Ortstermin in Borbeck: Unfallkommission begleitet Umsetzung empfohlener Maßnahmen
Bei einem Ortstermin in der Gemeinde Wiefelstede hat sich die Unfallkommission des Landkreises Ammerland über den Baufortschritt an der Kreuzung Borbecker Landstraße (L 824), Borbecker Weg (K 134) und Bremer Straße (K 295) informiert. Dort entsteht derzeit ein vollsignalisierter Knotenpunkt – also eine Kreuzung mit Ampelanlage – für eine deutliche Verbesserung der Verkehrssicherheit.
„Die Unfallkommission hat sich für den Bau der Ampel ausgesprochen, weil Maßnahmen – wie zusätzliche Schilder oder Markierungen – bisher nicht zur gewünschten Unfallreduzierung geführt haben“, erklärt Ingo Hinrichs, Leiter des Straßenverkehrsamtes.

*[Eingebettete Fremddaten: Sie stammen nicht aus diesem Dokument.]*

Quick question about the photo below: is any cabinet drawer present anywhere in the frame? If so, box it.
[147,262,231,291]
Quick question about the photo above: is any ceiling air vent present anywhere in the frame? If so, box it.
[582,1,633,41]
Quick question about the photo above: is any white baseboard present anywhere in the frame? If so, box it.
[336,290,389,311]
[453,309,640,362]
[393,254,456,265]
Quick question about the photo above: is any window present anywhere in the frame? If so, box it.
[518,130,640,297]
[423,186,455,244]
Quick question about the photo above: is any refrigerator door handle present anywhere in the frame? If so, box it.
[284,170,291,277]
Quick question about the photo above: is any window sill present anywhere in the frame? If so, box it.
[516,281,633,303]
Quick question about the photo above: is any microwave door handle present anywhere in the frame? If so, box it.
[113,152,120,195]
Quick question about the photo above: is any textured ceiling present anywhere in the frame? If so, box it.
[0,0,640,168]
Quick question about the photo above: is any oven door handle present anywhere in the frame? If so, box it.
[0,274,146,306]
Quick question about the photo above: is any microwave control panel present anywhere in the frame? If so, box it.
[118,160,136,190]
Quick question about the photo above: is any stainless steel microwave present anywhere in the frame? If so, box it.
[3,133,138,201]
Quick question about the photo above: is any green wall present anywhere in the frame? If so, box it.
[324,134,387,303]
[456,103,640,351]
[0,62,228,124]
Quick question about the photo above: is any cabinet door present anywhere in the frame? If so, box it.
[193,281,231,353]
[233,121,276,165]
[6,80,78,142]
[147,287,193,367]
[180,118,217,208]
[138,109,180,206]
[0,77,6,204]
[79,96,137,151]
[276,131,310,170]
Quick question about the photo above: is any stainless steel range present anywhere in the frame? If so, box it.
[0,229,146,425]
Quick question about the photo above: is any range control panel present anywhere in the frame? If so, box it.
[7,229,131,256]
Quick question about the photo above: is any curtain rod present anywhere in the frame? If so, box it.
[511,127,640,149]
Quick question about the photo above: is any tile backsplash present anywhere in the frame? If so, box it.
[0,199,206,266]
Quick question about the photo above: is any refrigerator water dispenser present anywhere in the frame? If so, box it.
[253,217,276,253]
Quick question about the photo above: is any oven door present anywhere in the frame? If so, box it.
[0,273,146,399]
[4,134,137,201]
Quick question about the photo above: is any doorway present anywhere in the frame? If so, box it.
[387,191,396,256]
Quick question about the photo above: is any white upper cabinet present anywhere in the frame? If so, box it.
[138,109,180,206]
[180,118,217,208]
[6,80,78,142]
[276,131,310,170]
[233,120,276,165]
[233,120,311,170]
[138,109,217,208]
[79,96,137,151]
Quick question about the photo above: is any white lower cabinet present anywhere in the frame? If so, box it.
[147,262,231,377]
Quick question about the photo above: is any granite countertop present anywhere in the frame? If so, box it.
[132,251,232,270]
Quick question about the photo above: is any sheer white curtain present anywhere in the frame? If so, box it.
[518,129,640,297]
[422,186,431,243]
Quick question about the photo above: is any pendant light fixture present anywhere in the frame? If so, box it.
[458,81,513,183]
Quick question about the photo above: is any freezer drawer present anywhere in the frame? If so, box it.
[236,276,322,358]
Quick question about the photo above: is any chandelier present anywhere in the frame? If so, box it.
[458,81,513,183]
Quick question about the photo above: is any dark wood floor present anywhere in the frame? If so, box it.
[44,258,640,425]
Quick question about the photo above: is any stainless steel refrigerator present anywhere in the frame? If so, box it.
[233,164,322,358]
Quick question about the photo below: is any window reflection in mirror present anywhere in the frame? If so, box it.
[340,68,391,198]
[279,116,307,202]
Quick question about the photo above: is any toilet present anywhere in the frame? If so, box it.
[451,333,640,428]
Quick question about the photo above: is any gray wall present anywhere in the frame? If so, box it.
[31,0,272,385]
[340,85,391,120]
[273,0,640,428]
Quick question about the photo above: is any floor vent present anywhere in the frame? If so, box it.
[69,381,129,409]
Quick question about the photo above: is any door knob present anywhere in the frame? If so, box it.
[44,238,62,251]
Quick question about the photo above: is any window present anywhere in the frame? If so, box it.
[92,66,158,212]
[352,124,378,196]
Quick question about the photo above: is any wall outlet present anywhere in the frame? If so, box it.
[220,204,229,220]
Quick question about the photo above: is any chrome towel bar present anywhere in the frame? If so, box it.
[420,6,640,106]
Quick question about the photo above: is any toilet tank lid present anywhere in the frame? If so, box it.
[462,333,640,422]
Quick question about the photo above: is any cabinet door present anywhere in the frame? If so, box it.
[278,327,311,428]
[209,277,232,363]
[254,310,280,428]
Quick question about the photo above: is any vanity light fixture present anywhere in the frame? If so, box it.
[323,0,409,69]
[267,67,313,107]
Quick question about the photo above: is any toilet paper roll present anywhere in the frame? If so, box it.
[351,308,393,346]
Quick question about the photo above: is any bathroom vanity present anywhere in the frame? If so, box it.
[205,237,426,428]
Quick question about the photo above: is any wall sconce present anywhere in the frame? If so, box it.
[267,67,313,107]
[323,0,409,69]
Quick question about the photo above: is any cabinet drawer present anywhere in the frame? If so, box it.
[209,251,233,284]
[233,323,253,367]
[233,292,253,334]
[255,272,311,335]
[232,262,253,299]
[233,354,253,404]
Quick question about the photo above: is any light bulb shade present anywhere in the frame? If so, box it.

Wie solche Entscheidungen getroffen werden, erklärt Hinrichs so: „Unsere Empfehlungen beruhen auf klaren Kriterien, die landesweit einheitlich geregelt sind. Grundlage ist die Verkehrsunfallkarte der Polizei, in der Art, Ort und Ursache von Unfällen dokumentiert sind. Besonders im Blick stehen Stellen, an denen sich überdurchschnittlich viele gleichartige oder besonders schwere Unfälle ereignen. Werden bestimmte Schwellenwerte überschritten, wird der Bereich – je nach Lage – als Unfallhäufungsstelle oder als Unfallhäufungslinie eingestuft.“
Genau das war in Borbeck der Fall: An der Kreuzung kam es immer wieder zu vergleichbaren, teils schweren Verkehrsunfällen. Die Polizei stufte den Bereich deshalb als Unfallhäufungsstelle ein. Daraufhin analysierte die Unfallkommission – darunter Fachleute der Polizei, der Straßenverkehrs- und Straßenbaubehörde sowie im Ammerland auch Vertreterinnen und Vertreter der kreisangehörigen Gemeinden, der Stadt Westerstede und des Fahrlehrerverbandes – das Unfallgeschehen, bewerteten die örtlichen Gegebenheiten und diskutierten mögliche Maßnahmen. Die Federführung liegt bei der Polizei. Sie ist nicht nur für die Auswertung der Unfalldaten verantwortlich, sondern übernimmt auch die Organisation und Protokollierung der Sitzungen.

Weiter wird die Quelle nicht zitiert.